The parietal cells possess the unique capacity to produce large quantities of acid at a high concentration, and this is reflected in unique properties at the cellular level. The cells are comparatively large, and they are equipped with secretory canaliculi, a multitude of mitochondria, and cytoplasmic tubulovesicles. During secretion many of the tubulovesicles merge with the secretory canaliculi, which then expand. In the process H+, K+-ATPase is transferred from the tubulovesicular membrane to the secretory membrane.
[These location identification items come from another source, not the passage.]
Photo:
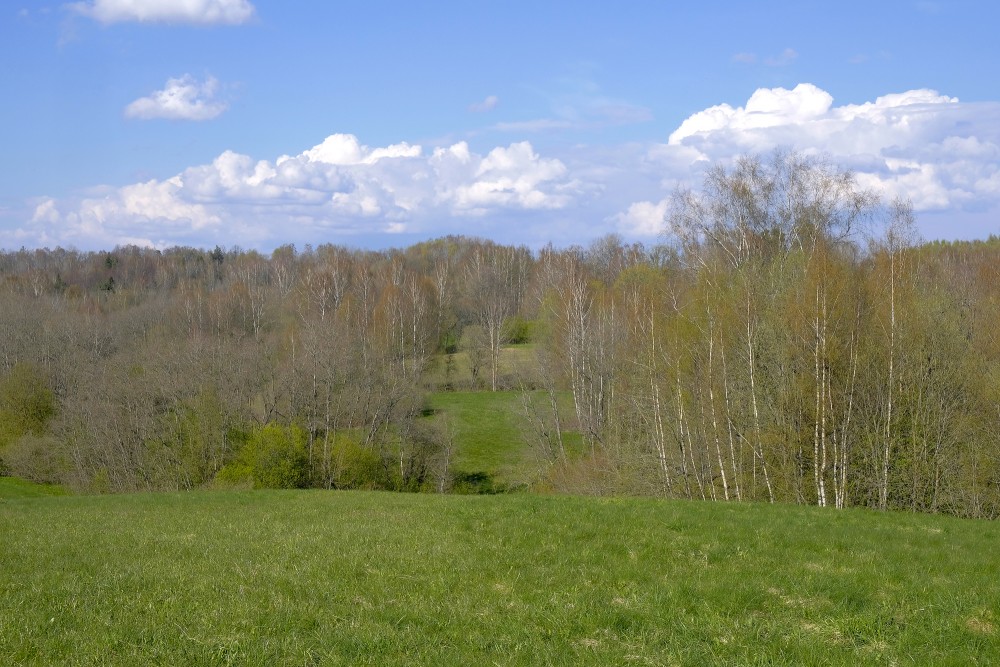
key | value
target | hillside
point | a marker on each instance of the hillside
(315, 577)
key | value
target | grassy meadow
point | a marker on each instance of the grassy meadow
(346, 578)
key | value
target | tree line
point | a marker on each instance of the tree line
(790, 340)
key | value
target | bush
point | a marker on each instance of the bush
(273, 457)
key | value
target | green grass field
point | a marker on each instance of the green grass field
(12, 487)
(345, 578)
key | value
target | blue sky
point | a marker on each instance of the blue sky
(258, 122)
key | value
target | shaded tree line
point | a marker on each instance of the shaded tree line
(791, 340)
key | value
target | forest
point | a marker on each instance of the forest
(791, 340)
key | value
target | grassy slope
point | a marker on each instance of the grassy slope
(486, 432)
(365, 578)
(12, 487)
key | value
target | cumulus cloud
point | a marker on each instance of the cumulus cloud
(642, 218)
(919, 144)
(941, 153)
(340, 185)
(487, 104)
(183, 98)
(198, 12)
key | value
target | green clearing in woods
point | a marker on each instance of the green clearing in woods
(347, 578)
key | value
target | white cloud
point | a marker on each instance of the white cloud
(200, 12)
(941, 153)
(339, 185)
(487, 104)
(919, 144)
(183, 98)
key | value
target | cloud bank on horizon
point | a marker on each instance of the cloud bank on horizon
(195, 12)
(919, 144)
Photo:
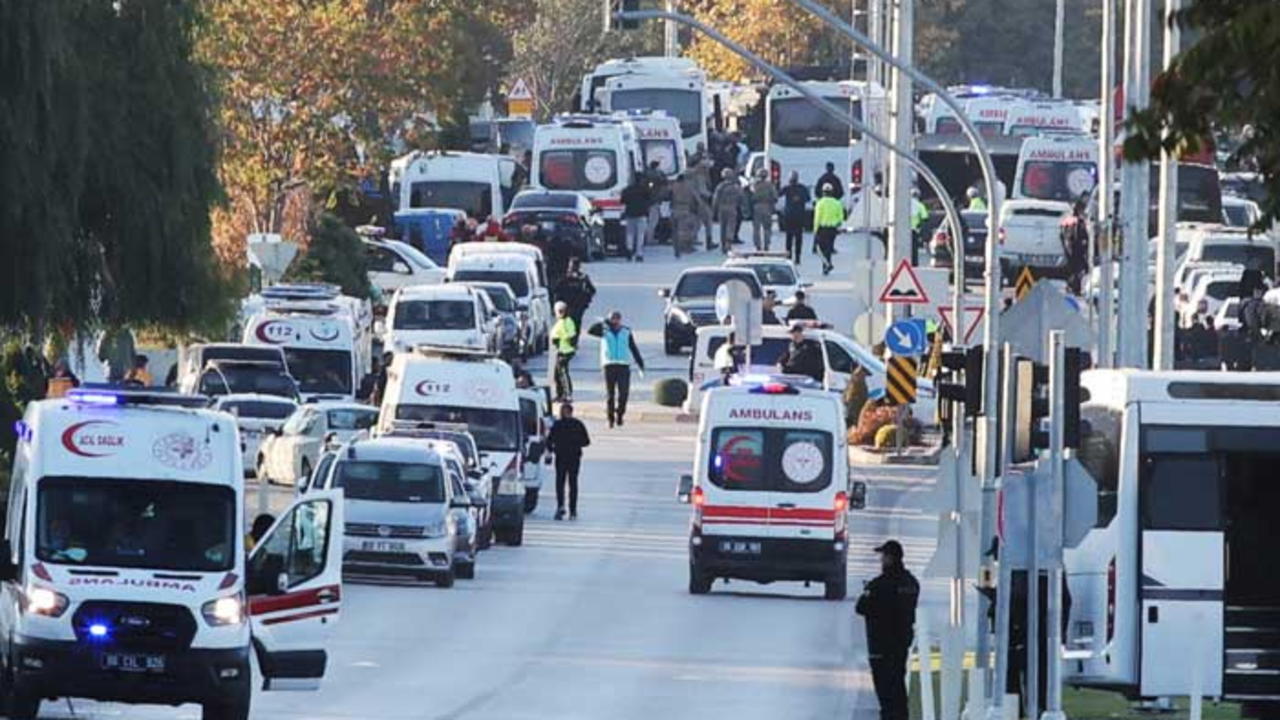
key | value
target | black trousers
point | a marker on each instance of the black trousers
(795, 242)
(566, 473)
(888, 675)
(563, 383)
(617, 387)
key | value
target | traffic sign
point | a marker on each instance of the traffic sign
(973, 315)
(1025, 282)
(900, 381)
(905, 337)
(904, 287)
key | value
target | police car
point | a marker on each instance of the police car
(124, 570)
(769, 491)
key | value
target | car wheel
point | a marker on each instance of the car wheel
(836, 588)
(699, 580)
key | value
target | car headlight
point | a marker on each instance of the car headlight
(223, 611)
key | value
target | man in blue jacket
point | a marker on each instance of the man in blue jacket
(618, 351)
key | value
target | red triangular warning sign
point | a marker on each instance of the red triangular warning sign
(904, 287)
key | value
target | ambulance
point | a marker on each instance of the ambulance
(594, 155)
(124, 570)
(771, 487)
(465, 387)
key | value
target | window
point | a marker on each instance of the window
(1182, 492)
(136, 523)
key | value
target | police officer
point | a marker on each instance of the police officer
(888, 605)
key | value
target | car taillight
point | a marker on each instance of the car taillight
(1111, 600)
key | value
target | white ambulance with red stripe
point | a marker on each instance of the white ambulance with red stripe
(124, 572)
(769, 490)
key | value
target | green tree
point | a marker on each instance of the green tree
(1228, 78)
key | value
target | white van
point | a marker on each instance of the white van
(124, 570)
(769, 488)
(1176, 565)
(520, 273)
(481, 186)
(439, 314)
(471, 390)
(595, 155)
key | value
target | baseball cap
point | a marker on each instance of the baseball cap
(892, 548)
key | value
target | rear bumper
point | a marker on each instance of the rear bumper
(778, 559)
(71, 669)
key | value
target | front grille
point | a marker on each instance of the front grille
(137, 625)
(369, 557)
(374, 531)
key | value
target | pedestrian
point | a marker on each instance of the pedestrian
(138, 376)
(659, 192)
(566, 440)
(887, 605)
(795, 203)
(800, 308)
(726, 205)
(635, 215)
(575, 290)
(618, 351)
(828, 214)
(803, 356)
(830, 181)
(565, 336)
(764, 204)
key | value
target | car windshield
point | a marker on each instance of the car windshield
(320, 372)
(493, 429)
(137, 523)
(577, 169)
(544, 200)
(472, 197)
(685, 105)
(515, 279)
(795, 122)
(391, 482)
(259, 409)
(240, 379)
(1059, 181)
(704, 285)
(435, 315)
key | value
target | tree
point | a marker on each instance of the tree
(563, 42)
(1226, 80)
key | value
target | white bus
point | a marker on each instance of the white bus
(800, 136)
(1176, 577)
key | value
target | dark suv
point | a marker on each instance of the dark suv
(691, 302)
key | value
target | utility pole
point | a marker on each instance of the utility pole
(1102, 235)
(901, 133)
(1165, 251)
(1059, 19)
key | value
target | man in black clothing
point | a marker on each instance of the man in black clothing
(888, 606)
(800, 310)
(566, 440)
(803, 356)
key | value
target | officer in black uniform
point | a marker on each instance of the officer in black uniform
(888, 606)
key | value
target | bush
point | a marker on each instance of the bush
(670, 392)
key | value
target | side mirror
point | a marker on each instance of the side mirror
(685, 490)
(858, 495)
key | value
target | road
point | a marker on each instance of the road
(590, 619)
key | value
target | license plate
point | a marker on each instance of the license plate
(740, 547)
(133, 662)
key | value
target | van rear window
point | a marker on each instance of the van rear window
(771, 460)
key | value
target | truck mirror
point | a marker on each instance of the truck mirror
(858, 496)
(685, 488)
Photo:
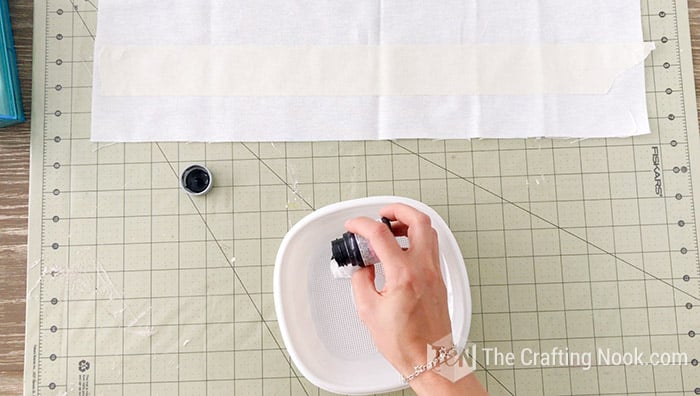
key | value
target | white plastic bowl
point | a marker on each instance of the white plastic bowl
(316, 313)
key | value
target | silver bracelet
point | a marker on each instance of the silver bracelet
(444, 354)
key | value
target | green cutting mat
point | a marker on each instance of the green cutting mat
(134, 287)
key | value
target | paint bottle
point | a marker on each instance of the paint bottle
(354, 250)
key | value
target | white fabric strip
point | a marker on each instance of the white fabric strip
(349, 65)
(495, 69)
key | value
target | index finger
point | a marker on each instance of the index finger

This enzyme catalyses the final step in the production of HCl. Parietal cell activity is regulated through receptors on the basolateral cell surfaces. In the isolated gland and in the isolated parietal-cell fractions, stimulation of receptors for histamine evokes higher secretion than receptor stimulation with cholinergic compounds or with gastrin. In these experimental models, specific inhibitors are required to block acid secretion; for example histamine H2-receptor antagonists will block histamine-induced secretion but will be inactive when secretion is evoked by gastrin or by cholinergic stimulation. These stimuli cause a more or less marked increase in the intracellular levels of Ca2+, which acts as a second messenger, leading to the activation of phosphokinases and, ultimately, to morphological transformation of the parietal cells and acid secretion. Another such intracellular messenger is cAMP, which is formed in response to histamine stimulation only; prostaglandins may prevent this process and block acid secretion. The final step in the production of acid requires K+ and Cl- channels in the secretory membrane and the H+, K+-ATPase-catalysed exchange of K+ for H+ across this membrane. This reaction consumes large amounts of energy and depends on the aerobic production of ATP by the parietal cells. Substituted benzimidazoles, such as omeprazole, accumulate in the acid compartments of the parietal cells and inhibit the H+, K+-ATPase, thereby blocking acid production.